Wow, I had no idea that forgiveness is what takes us to freedom and peace. I was racked in despair. I was running so fast that I finally, at that moment ran out of gas. When I ran out of gas, God could step in and show me the way. He was able to shine that light of His inside my heart and show me what was there. Because no longer was I able to do it, I had to allow Him to show me. He knew that I was seeking freedom. Freedom to trust, to love but most of all to forgive. There is such freedom in forgiveness. Does it happen all at once, no. Do you always feel it at first, no. And the list of forgiveness is so long at first. You start with the outside and work your way in. It might be a friend, then a sibling, then a parent…but eventually you get to yourself. Did you know that? Did you know that you have to forgive you? Remember those bad decisions, those hurts you inflicted? Now that you have the love of God inside you, you are the very first person you need to forgive. All else will fall into place.

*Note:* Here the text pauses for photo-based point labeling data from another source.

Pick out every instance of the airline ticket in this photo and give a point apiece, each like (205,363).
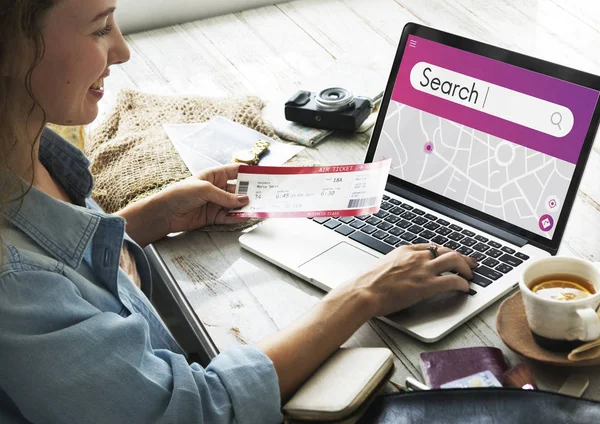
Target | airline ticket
(296,192)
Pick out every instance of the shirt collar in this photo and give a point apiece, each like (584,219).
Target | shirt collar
(64,230)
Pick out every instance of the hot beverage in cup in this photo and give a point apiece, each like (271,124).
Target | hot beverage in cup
(562,297)
(562,287)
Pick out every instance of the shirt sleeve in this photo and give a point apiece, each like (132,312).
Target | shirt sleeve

I started there, and through the years have worked hard on that issue. You don't see everything at once. It is almost like an onion, you peel a layer off a bit at a time. I think God realizes we would be so overwhelmed we would never start. It takes years to work on the big stuff….now I keep short accounts. I want to fill my life with more joy and peace than anger and bitterness. So my accounts stay short and I lay it all at the Father's feet but honestly, it is not always the easiest task. At times I have been very hurt. I have had friends shatter my heart , people I love make decisions that have hurt people I love, Dean and I barely survived a church split and the biggest one, God. I have been upset with Him at times for all the pain and suffering I have seen my daughter, my Mom and some friends walk through. All those things leave their mark on you. So to say forgiveness is easy would be wrong. But to say that it is freeing and that God has so much more for you than the hurt and pain you feel is so true.
Take your time. Make sure you are right with God. And even if you forgive, the other person or the circumstance may not change. Know that….but know this! God will bring you through and you will have cleaned out a huge closet of stuff that was ready for the garbage can. And remember He loves us too much to leave us where we are and much more interested in our character than our comfort.